Bagi yang ingin mendapatkan faedah dari dars Kitab Fiqh Al-Mar'ah Al-cMuslimah yang telah berlalu, silakan mengunjungi:
Website
http://www.nisaa-assunnah.com
http://www.nisaa-assunnah.com/p/nafiqih.html
Channel Telegram
http://t.me/nisaaassunnah
http://t.me/fiqihwanitamuslimah

Nisaa` As-Sunnah
http://t.me/fiqihwanitamuslimah

Pertemuan 137

KAJIAN FIKIH

Dari kitab:
Fiqh Al-Mar'ah Al-Muslimah

Penulis:
Asy-Syaikh Muhammad bin Shalih Al-Utsaimin رحمه الله

بسم الله الرحمن الرحيم
الحمدلله والصلاة والسلام على رسول الله وعلى اله وصحبه ومن والاه، أما بعد:

HUKUM SHALAT DHUHA
DALIL YANG LAIN:

Hadits Mu'adz bin Jabal رضي الله عنه ketika diutus oleh Nabi صلى الله عليه وسلم di akhir hidup beliau ke negri Yaman, beliau bersabda:

أعلمهم أن الله افترض عليهم خمس صلوات في اليوم والليلة.

"Ajarkan kepada mereka, bahwa Allah telah mewajibkan kepada mereka shalat lima waktu dalam sehari semalam."
(Muttafaqun 'alaih)

Dan tidak disebutkan shalat Dhuha, andaikata wajib, maka Rasulullah صلى الله عليه وسلم pasti menyebutkannya.

Maka shalat Dhuha hukumnya sunnah.
Dalilnya adalah hadits Abu Hurairah, Abu Darda, dan Abu Dzar رضي الله عنهم:

أن النبي صلى الله عليه وسلم كان لا يصليها.

"Bahwa Nabi صلى الله عليه وسلم tidak shalat Dhuha."

Sebagian ulama memberikan perincian sebagai berikut:

1. Apabila seseorang memiliki kebiasaan shalat malam, maka dia tidak disunnahkan untuk shalat Dhuha.

2. Adapun orang yang tidak memiliki kebiasaan shalat malam, maka shalat Dhuha merupakan sunnah yang sebaiknya dikerjakan setiap hari.

3. Bahwa shalat Dhuha bukan shalat sunnah rawatib, yakni kadang-kadang mengerjakannya dan kadang-kadang tidak mengerjakannya.

4. Dan yang jelas bahwa shalat Dhuha adalah sunnah yang selalu dikerjakan.

Riwayat yang shahih dari Nabi صلى الله عليه وسلم bahwa beliau bersabda,

يصبح على كل سلامي من أحدكم صدقة... الحديث.

"Pada pagi hari di setiap ruas tulang (sendi) kalian ada sedekah."
(HR. Muslim)


Dan shahih riwayatnya dari Nabi صلى الله عليه وسلم:

إن الله خلق ابن آدم على ستين وثلثمائة مفصل.

"Sesungguhnya Allah telah menciptakan anak Adam (manusia) di atas tiga ratus enam puluh tulang sendi."
(HR. Muslim)


Makna As-Sulamiy (السلامي) adalah tulang yang terpisah antara satu dengan yang lain (yakni tulang sendi).
Maka masing-masing orang setiap hari harus mengeluarkan 360 sedekah.
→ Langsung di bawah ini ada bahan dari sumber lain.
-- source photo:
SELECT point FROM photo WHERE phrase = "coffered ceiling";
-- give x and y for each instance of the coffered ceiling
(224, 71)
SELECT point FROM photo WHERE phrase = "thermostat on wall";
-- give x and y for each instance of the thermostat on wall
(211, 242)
Akan tetapi itu maksudnya bukan sedekah dengan harta, tapi semua yang merupakan taqarrub (mendekatkan diri) kepada Allah.

Berdasarkan sabda Rasulullah صلى الله عليه وسلم,

فكل تسبيحة صدقة، وكل تحميدة صدقة، وكل تهليلة من الضحى.

"Maka setiap tasbih adalah sedekah, setiap tahmid sedekah, setiap tahlil sedekah, setiap takbir sedekah, amar ma'ruf sedekah, nahi mungkar sedekah, dan tercukupi dari itu semua dua rakaat yang dilakukan di waktu Dhuha." (HR. Muslim)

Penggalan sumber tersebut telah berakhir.